The State of European Food Tech 2021

The State of European Food Tech 2021

Source: Five Season Ventures | dealroom.co

2020 marked an inflection point for foodtech, as consumers reassessed how they eat

The pandemic has driven radical changes in consumer behaviour and accelerated adoption of meal and grocery deliveries, some of which is here to stay. It also highlighted big inefficiencies in the food supply chain and raised awareness for a healthier and sustainable food system. 2020 saw continued growth in food startup investor interest, with €2.4bn invested in 2020 (+12x vs 2013) and an increase of foodtech startup valuations (+156% vs 2019). European foodtech unicorns are now large, international players, catching up with their US counterparts (i.e. valued at 48% of US foodtech unicorns, compared to 10% for tech overall).

Covid-19 accelerated egrocery adoption, and the emergence of new food distributin models

We believe the egrocery to be bigger than food delivery, as total market for groceries is $2.1tn compared to $0.6tn for restaurants. Egrocery companies have seen skyrocketing growth in 2020 (3x to 10x vs 2019), as convenience turned into necessity. As demand shift ed away from food services, meal kits companies efficiently stepped in together with virtual/dark kitchens, and
removed previous doubts over these models. Quick-commerce startups (the 15 minute delivery from local dark stores), the last newborn in the grocery space, drew most attention, with €262M raised in the first quarter of 2021 already . D2C food was the winner of Covid-19, creating an astonishing €84bn in value.
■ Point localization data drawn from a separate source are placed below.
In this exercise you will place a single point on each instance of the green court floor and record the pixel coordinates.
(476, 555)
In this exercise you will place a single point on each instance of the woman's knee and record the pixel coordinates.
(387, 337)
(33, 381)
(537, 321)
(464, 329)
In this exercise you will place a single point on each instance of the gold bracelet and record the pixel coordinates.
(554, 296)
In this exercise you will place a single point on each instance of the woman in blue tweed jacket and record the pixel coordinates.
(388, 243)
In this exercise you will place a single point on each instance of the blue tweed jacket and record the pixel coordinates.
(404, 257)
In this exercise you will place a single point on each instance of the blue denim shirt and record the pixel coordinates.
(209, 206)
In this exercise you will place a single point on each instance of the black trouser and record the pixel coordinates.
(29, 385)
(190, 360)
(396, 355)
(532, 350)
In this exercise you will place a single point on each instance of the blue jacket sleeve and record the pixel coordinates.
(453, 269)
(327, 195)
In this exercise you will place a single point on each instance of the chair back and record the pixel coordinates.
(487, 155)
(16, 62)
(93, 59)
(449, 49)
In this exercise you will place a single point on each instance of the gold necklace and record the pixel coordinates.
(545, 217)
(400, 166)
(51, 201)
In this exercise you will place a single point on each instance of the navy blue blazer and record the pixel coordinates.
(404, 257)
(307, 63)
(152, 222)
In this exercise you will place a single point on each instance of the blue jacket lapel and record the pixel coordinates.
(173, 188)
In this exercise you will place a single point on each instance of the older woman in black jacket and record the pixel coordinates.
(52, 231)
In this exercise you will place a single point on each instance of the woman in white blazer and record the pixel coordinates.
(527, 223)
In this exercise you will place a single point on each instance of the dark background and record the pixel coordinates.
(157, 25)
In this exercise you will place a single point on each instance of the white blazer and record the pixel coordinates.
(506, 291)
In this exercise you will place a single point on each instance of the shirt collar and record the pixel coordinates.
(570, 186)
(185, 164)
Food production and transformation is catching up with consumer-facing foodtech

B2B food companies may take longer to unlock growth than B2C but the opportunity could be bigger representing €1.7bn of capital investment in 2020 .
The pandemic highlighted inefficiencies in the food supply chain and the need for new technology solutions. Investments to enable supply chain automation, or funding to indoor and vertical farming have been on the rise. Insect production and food waste management also attracted large VC funding.
As consumer interest in sustainable alternatives grows, so do investments and valuations in the plant-based and cell-based sector (10x in 5 years) throughout Europe (and beyond).